Depois de França e Itália, o júri só teve olhos para a América Latina. O prêmio de atriz para o brasileiro "Linha de Passe" destacou um filme de grande sutileza no tratamento da desigualdade social no Brasil, e por conseqüência no Terceiro Mundo. É o filme mais crítico e refinado de Walter Salles até hoje, em parceria com Daniela Thomas, e comporta até mesmo um leve mas importante comentário sobre a interação difícil e problemática entre os mais pobres e a elite em nosso país.

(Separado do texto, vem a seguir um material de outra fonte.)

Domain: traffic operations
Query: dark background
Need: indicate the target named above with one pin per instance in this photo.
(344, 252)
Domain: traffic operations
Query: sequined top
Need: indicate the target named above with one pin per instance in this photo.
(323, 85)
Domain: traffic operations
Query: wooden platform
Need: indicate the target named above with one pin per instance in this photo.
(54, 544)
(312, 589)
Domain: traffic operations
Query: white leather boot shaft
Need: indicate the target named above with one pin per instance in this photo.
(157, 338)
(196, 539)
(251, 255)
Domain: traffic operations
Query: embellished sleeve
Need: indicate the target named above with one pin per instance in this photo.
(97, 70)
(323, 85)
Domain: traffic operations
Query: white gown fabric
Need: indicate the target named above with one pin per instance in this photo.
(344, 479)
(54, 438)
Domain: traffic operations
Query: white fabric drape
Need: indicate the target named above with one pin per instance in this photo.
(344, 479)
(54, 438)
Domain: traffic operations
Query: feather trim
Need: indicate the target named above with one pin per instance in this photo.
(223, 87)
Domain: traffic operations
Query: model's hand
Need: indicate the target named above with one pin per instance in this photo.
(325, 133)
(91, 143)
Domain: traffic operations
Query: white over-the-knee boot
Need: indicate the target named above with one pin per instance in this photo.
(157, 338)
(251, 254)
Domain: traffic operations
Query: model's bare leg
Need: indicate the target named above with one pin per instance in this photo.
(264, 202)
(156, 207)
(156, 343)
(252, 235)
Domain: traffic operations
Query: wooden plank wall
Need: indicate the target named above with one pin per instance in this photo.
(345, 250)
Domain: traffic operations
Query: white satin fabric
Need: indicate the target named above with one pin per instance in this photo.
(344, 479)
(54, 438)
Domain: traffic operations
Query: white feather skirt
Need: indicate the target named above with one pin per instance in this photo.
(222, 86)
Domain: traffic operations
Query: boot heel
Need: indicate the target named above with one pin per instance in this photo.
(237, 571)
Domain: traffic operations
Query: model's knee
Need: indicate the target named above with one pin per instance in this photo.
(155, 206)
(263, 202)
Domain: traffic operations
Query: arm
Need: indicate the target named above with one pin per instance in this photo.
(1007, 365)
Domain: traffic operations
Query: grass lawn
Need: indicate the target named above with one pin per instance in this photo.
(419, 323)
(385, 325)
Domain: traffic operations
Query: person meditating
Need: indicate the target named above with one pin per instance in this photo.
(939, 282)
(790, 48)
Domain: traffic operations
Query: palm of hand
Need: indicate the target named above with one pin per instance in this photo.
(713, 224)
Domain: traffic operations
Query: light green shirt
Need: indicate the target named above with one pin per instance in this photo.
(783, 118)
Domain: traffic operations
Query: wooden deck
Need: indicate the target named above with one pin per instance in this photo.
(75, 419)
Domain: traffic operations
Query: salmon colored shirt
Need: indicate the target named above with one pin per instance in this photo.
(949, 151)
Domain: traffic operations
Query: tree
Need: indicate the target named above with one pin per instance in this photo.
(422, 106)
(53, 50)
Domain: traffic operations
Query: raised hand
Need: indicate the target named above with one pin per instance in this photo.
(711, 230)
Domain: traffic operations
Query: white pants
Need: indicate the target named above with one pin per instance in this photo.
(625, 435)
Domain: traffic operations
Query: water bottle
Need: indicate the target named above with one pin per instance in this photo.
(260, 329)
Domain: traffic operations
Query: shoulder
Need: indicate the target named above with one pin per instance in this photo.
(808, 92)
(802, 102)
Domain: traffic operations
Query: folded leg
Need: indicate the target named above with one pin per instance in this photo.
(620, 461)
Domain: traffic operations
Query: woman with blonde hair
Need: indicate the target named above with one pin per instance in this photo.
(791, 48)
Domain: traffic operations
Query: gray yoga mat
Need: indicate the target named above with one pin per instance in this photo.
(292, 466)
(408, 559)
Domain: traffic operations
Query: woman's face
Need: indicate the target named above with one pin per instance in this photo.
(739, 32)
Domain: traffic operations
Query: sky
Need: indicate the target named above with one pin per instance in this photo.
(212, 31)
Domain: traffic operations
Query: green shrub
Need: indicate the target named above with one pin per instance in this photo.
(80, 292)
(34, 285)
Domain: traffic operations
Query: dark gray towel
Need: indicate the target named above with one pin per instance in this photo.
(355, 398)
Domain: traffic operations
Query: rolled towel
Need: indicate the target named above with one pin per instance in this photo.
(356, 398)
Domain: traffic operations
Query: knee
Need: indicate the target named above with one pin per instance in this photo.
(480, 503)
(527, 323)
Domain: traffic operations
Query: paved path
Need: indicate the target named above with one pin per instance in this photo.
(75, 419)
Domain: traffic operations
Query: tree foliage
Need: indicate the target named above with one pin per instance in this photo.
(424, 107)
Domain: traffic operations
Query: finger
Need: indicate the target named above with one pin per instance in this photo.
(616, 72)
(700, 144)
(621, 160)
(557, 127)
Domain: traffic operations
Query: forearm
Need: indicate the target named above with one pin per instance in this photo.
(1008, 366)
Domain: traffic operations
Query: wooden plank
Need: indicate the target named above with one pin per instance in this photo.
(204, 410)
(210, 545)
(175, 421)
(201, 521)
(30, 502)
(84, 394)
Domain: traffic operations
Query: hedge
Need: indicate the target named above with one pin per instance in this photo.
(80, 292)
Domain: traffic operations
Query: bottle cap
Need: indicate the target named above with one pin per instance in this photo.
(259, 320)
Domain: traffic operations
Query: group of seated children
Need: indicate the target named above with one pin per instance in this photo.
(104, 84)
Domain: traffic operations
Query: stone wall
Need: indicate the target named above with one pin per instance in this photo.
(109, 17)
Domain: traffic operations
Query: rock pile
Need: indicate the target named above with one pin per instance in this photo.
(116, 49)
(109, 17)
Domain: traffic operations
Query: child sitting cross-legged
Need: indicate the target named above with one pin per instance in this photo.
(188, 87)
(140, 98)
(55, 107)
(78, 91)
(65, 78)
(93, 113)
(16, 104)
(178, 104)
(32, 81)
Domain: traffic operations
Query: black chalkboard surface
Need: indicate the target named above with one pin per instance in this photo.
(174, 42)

Com a política em primeiro lugar na Competição oficial, foi papel das outras seções buscar os novos talentos, principalmente aqueles mais preocupados em fazer evoluir a linguagem do cinema: na mostra Um Certo Olhar, destacaram-se o britânico "Hunger", de Steve McQueen (homônimo do grande ator), premiado com o troféu Câmera de Ouro; "Tulpan", do Cazaquistão, com uma câmera inquieta atrás de seus personagens, os membros de uma família de pastores nômades; e mesmo "A Festa da Menina Morta", do brasileiro Matheus Nachtergaele, uma estréia ousada de um diretor que ainda pode fazer grandes filmes no futuro.